An jedem Werktag sichten wir für das NSU-Prozess-Blog die Medien und stellen wichtige Berichte, Blogs, Videos und Tweets zusammen. Wir freuen uns über Hinweise via Twitter mit dem Hashtag #nsublog – oder per E-Mail an nsublog@zeit.de. Das nächste Medienlog erscheint am Donnerstag, 1. Oktober 2015.

5 Kommentare

  1.   bekir_fr

    Die als „Pausenfüller“ aktuell im Bündel verkündeten (und meist ablehnenden) „Entscheidungen des Senats zu alten, zum Teil fast vergessenen Beweis- oder Beweisermittlungsanträgen aus den Jahren 2013 und 2014 hauptsächlich der Nebenklage“ (SPIEGEL) verführen die Medien zum Schluss, die Nebenklage stehe schlecht da und ein baldiges Prozessende stünde an?

    Schon vergessen oder verdrängt, was Anfang August 2015 (gerade mal zwei Monate her!) das Gericht zu damals ganz neuen Anträgen entschied?
    „NSU-Prozess wird noch bis Frühsommer 2016 dauern –
    Weil die Rolle von Verfassungsschützern bei den NSU-Morden viele Fragen aufwirft, wird der Prozess bis Frühsommer 2016 verlängert. Die Nebenklage nimmt das Bundesamt für Verfassungsschutz ins Visier.
    (…) Bislang war das Mammut-Verfahren bis zum Januar 2016 angesetzt.“
    http://www.welt.de/politik/deutschland/article144766743/NSU-Prozess-wird-noch-bis-Fruehsommer-2016-dauern.html

    In den August-Anträgen geht es um die Rolle der Schlapphüte und ihrer V-Leute, die wie ein Mückenschwarm das Trio umgaben, um geschredderte Akten und wohl auch um den beim Kassler Mord unter dubiosen Umständen anwesenden Verfassungsschützer Andreas T., bei dem im Februar 2015 brisante alte (aber bis dahin nicht verschriftet gewesene) Telefon-Mitschnitte enthüllt worden waren:
    http://www.welt.de/print/wams/article137697123/Der-NSU-Komplex.html

    Also nicht das Ende des Prozesses steht an, sondern das Ende einer eher unergiebigen Prozessphase mit Kindheits- und Jugendereignissen des Trios. Oder wird sich das Geheimhaltungs-Streben der Dienste als so umfassend und nicht hinnehmbar herausstellen, dass es einen fairen Prozess unübersehbar verhindert und ihn damit tatsächlich „beendet“, sprich: platzen lässt?

  2.   bx16v

    Juei-min Huang #
    Welche Indizien könnten Ihrer Meinung nach eine Verurteilung rechtfertigen?

  3.   Juei-min Huang

    Bin selber Jurist, kann aber nicht verstehen, dass der Prozeß so lange gedauert hat. Es heißt zwar: In dubio, pro reo. Bekannt ist aber auch, dass deutsche Gerichte nicht selten allein mittels Indizienbeweise innerhalb kurzer Zeit schon den Angeklagten zu lebenslang verurteilen. Der Babenhausen-Doppelmord ist ein Beispiel.

  4.   take7

    Es wird auch Zeit, den Prozess abzuschliessen ! Ich habe schon den Eindruck bekommen, dass sich die deutsche Justiz hier einen Schauprozess leistet um das Thema warm zu halten und den Focus des öffentlichen Auges von der Neonazi-Szene nicht abzulenken. So eine Art „Gerichts-Soap“ zur Volkserziehung. Nun wird es dem Richter endlich genug. Uns auch !
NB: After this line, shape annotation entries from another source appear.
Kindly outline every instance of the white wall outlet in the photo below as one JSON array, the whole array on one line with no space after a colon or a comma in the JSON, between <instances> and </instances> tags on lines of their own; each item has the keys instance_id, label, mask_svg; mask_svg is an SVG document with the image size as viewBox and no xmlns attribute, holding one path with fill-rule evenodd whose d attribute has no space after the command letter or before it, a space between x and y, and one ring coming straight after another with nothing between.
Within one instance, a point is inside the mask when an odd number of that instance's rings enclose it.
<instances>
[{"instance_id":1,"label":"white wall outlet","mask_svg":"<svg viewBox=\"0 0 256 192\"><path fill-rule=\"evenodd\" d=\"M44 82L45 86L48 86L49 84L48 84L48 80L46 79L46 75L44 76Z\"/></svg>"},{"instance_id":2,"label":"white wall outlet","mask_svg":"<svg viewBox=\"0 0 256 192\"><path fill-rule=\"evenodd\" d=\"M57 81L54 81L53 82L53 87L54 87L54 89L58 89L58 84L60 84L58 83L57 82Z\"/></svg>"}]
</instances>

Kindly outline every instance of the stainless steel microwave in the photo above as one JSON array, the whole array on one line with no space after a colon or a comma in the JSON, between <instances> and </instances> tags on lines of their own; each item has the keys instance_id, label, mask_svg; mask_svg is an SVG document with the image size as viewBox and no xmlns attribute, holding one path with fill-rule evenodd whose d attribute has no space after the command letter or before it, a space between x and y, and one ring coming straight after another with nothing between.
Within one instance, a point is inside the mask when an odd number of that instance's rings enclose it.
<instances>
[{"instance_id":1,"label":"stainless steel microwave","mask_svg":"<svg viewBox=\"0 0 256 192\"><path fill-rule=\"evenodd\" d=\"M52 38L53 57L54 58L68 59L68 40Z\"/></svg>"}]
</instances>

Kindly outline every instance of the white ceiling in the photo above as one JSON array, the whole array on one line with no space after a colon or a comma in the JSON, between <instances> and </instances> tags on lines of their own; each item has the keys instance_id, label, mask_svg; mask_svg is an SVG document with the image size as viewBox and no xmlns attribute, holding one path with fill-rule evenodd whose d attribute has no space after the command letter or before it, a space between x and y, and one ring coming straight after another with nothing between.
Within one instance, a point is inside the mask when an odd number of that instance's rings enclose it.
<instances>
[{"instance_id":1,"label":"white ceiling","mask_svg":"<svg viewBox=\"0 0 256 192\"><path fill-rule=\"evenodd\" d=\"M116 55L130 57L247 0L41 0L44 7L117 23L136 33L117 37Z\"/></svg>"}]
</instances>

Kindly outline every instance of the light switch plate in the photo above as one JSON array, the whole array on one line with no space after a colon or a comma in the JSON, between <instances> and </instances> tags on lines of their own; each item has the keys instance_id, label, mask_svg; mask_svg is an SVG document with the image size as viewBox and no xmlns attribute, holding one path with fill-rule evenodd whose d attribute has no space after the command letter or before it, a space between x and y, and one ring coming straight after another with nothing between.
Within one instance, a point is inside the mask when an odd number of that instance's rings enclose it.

    Ich mag nicht darüber nachdenken, wieviel das den Steuerzahler gekostet hat. Und es ärgert obendrein, dass die Gerichte blockiert sind um in anderen drängenden Fällen zu abzuurteilen. Wir sind schon so weit, dass Staatsanwälte erst zum Prozess schreiten wenn die Delinquenten die 10 nächsten Fälle angesammelt haben (Aus „Das Ende der Geduld“).

    Da fragt man sich schon, ob unsere Justiz überhaupt noch handlungsfähig ist, wenn ein einziger Fall das Gericht mehr als zwei Jahre bindet. Das kann ja wohl so nicht funktionieren !

    Man möge jetzt die Beweise hernehmen und entsprechend urteilen – fertig !

    Frau Tschäpe hat im Gefängnis, sofern sie verurteilt wird, den sichersten Platz den sie noch finden kann.

  5.   Jonathan Jungblut

    Entweder gibt es nun Belege für eine Schuld oder Mitschuld der Angeklagten oder nicht. Etliche Beteiligte und auch Medien haben das Verfahren mit einem Untersuchungsausschuss verwechselt. Ein Strafgericht ermittelt immer nur über die Beteiligung des Angeklagten. Hintergründe und Fragen zur Rolle des Verfassungsschutzes, die Wahrheit sogar, müssen offen bleiben.